Biopsien haben keinen Einfluss auf die Kognition

Das Forschungsteam hatte akute unerwünschte Ereignisse, definiert als Infektionen, intrakranielle Blutungen (ICH) und Krampfanfälle, nach 1152 Platzierungen von Elektroden für die Tiefenhirnstimulation analysiert, die zwischen 2013 und 2024 bei 590 Patienten in einem einzigen Krankenhaus durchgeführt worden waren. Bei 652 Eingriffen („Biopsie-Gruppe“) wurden Biopsien des präfrontalen Kortex entnommen, bei 500 Eingriffen („Nicht-Biopsie-Gruppe“) hingegen nicht. Innerhalb weniger Stunden nach jedem Eingriff wurde eine Computertomographie (CT) durchgeführt. Zudem prüften die Forschenden die Krankenakten der Patienten auf akute ICH, Krampfanfälle und Infektionen vom Eingriffstag bis 90 Tage danach. Eine Untergruppe von Patienten wurde etwa ein Jahr lang beobachtet, um die kognitiven Ergebnisse zu bewerten.

In keiner der beiden Gruppen traten Infektionen auf. Es wurden keine statistisch signifikanten Unterschiede in der ICH-Rate oder der Anfallsrate zwischen den Gruppen beobachtet (ICH-Rate: 1,7 % in der Biopsiegruppe gegenüber 1,4 % in der Nicht-Biopsiegruppe; Chi-Quadrat-Test p-Wert = 0,88; Anfallsrate: 0,2 % in der Biopsiegruppe gegenüber 0,4 % in der Nicht-Biopsiegruppe; p-Wert = 0,82). Es wurden keine statistisch signifikanten Zusammenhänge zwischen der Anzahl der Biopsien und Veränderungen der kognitiven Gesundheit im Laufe der Zeit beobachtet.

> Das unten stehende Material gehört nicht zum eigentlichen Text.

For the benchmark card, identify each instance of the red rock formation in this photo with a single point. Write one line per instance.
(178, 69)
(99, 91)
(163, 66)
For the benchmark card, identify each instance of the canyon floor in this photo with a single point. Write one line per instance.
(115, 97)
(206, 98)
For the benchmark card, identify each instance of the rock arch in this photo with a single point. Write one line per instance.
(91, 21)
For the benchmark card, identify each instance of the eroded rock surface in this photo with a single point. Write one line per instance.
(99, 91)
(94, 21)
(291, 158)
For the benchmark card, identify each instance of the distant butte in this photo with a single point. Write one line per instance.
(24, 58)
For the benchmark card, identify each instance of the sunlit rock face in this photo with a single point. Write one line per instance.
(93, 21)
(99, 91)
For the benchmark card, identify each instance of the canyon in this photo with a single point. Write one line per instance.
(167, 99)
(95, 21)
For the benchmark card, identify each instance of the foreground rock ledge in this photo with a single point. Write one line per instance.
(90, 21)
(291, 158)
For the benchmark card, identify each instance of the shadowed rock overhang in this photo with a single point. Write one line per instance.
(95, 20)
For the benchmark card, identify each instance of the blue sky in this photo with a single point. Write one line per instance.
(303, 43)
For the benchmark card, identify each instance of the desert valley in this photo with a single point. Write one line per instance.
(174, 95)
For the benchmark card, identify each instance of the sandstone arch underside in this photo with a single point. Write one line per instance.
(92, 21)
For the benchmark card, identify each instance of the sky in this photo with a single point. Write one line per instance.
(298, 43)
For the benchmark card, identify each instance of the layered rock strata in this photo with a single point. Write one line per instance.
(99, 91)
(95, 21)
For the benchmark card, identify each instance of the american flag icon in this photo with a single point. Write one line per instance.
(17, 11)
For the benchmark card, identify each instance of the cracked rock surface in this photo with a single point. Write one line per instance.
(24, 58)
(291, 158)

Standardisierte Probennahme macht Ergebnisse reproduzierbar

In der aktuellen Studie wurden alle THS-Eingriffe von einem einzigen Neurochirurgen unter Verwendung standardmäßiger stereotaktischer Techniken durchgeführt. Alle Eingriffe umfassten eine standardmäßige frontale Bohrung und die Platzierung einer stereotaktischen Kanüle, wobei sich die Vorbereitung der kortikalen Oberfläche nur durch die Einbeziehung einer Biopsie des präfrontalen Kortex (die vor der Kauterisation und unter Verwendung eines Standard-Stanzwerkzeugs entnommen wurde) unterschied. Die Größe von 231 Biopsien wurde gemessen. Das gemessene mittlere Biopsievolumen betrug 40 mm3 und das mediane Volumen 30 mm3. Die Autoren der Studie stellen fest, dass die engen Biopsiegrößen, die um den Mittelwert verteilt sind, zeigen, dass das Verfahren der präfrontalen Kortexbiopsie des Living Brain Project in hohem Maße standardisiert, reproduzierbar und präzise sein kann.

„Die Möglichkeit, das Gehirn lebender Menschen sicher zu untersuchen, eröffnet eine neue Welt von Fragen zur Gehirnfunktion, mit denen sich Forscher befassen können“, erklärte Dr. Alexander W. Charney, PhD, Direktor des Charles Bronfman Institute for Personalized Medicine, Co-Leiter des Living Brain Project und Co-Seniorautor der Studie.